On 18 December 2019, Carpetright announced that at the Court
Meeting and the General Meeting held on that date, all shareholder
resolutions relating to the Acquisition were approved by the
requisite majorities.
The Acquisition is subject to the Conditions set out in Part 3
of the Scheme Document, including the receipt of the relevant
approval from the Financial Conduct Authority.
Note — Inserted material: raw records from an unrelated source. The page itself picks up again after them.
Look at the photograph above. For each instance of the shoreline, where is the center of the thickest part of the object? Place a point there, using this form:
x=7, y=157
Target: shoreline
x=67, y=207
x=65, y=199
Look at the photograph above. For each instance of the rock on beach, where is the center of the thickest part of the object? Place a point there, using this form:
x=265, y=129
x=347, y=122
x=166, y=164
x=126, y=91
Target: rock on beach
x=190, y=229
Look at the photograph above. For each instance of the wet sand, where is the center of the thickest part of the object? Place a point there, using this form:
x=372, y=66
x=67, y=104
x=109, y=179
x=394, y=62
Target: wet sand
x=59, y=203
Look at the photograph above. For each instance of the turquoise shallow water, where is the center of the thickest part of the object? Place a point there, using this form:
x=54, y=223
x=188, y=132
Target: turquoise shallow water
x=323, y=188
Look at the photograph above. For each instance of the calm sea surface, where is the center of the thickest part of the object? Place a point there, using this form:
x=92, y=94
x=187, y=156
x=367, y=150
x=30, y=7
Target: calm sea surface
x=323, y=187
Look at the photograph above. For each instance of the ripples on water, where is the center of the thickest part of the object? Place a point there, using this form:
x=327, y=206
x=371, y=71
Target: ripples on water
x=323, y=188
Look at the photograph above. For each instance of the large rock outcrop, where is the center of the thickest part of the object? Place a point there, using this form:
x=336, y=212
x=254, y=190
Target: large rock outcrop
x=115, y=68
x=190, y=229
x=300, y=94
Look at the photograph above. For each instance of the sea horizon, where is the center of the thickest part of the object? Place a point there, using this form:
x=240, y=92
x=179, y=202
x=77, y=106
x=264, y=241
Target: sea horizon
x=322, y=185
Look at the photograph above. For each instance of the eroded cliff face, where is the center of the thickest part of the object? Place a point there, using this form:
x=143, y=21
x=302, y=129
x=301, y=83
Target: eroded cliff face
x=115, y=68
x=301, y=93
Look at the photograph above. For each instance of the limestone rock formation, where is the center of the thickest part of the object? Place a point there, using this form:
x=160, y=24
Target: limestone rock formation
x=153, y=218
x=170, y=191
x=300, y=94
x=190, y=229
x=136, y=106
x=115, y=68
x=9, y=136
Carpetright and MHL announce that the Financial Conduct
Authority has given written notice to MHL in accordance with
section 189(4) of FSMA of its approval of the acquisition of
control of Carpetright, thereby satisfying the regulatory Condition
to the Acquisition.
Next steps and timetable
The Scheme remains subject to sanction by the Court at the
Scheme Hearing, the delivery of a copy of the Scheme Court Order to
the Registrar of Companies and the satisfaction (or, where
applicable, the waiver) of the other Conditions to the Scheme (as
set out in the Scheme Document). Subject to the Scheme receiving
the sanction of the Court, the delivery of a copy of the Scheme
Court Order to the Registrar of Companies and the satisfaction or,
where applicable, waiver of the other Conditions, the Scheme is
expected to become effective on 23 January 2020.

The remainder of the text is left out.